General Motors has placed about 900 employees at its Fairfax Assembly plant in Kansas City, Kansas on indefinite layoff after the company pushed back plans to add a second production shift.
Union leaders say members were expecting to return sooner, but there’s no firm recall date for most affected workers.
Why the layoffs now?
The Fairfax facility paused output in late 2024 to retool after ending production of the Chevrolet Malibu and pausing the Cadillac XT4 in early 2025.
GM has been transitioning the plant toward future programs and originally targeted a broader restart, but a delayed second shift means hundreds remain sidelined longer than anticipated.
What will Fairfax build next?
Local reporting indicates a phased return to work tied to program changes: first-shift operations linked to the next Chevy Bolt (EV program) and a longer-term plan to bring Chevy Equinox production to the site around 2027, which would restore additional jobs once the line is ready.
While some employees could be recalled sooner for training or initial runs, most workers won’t see jobs return until at least 2027.
Impact on workers and the community
UAW Local 31 represents the Fairfax workforce and has warned of the strain on families and neighborhood businesses when a large portion of the plant’s payroll is idle.
Leaders emphasize the layoffs are “indefinite” rather than permanent, but uncertainty about timing complicates choices such as transferring to other GM facilities or waiting for recalls in Kansas.
Quick facts at a glance
| Key item | Detail |
|---|---|
| Plant | GM Fairfax Assembly, Kansas City, Kansas |
| Status | Indefinite layoffs tied to a delayed second shift |
| Workers affected | Approx. 900 employees |
| Recent program history | Malibu ended late 2024; XT4 paused in 2025 during retooling |
| Near-term activity | Limited first-shift operations linked to the next Chevy Bolt |
| Longer-term outlook | Equinox production targeted around 2027 to add jobs back |
| Union stance | UAW Local 31 assisting members with options and potential transfers |
What it means for Kansas and GM
For the Kansas City metro, 900 fewer paychecks reverberate through restaurants, shops, and service providers clustered around the plant.
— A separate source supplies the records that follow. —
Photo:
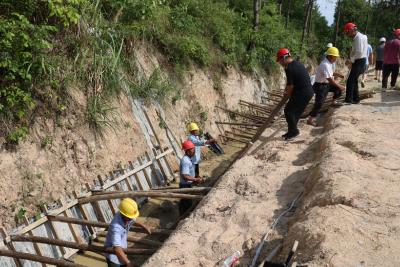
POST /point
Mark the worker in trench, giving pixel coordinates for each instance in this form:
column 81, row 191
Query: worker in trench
column 325, row 83
column 194, row 136
column 117, row 235
column 187, row 173
column 298, row 90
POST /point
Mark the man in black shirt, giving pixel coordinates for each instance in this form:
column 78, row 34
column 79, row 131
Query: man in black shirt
column 298, row 89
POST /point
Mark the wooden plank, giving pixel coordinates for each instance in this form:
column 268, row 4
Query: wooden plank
column 37, row 258
column 153, row 169
column 9, row 245
column 137, row 169
column 35, row 246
For GM, stretching out the return of a second shift signals continued capacity balancing as model lineups change and the company sequences new programs at Fairfax.
The recall cadence will likely map to program timing: early training and pilot work on one line, with the bigger employment boost arriving only when 2027 Equinox volume comes online.
The Fairfax layoffs underscore a transition year for the plant and its workforce. With legacy models retired and new programs staged over multiple years, the second-shift delay leaves roughly 900 workers in limbo.
A limited first-shift comeback may start to trickle in, but for most, meaningful recall appears tied to 2027 plans—keeping families, the union, and community businesses focused on bridging the gap until production ramps back up.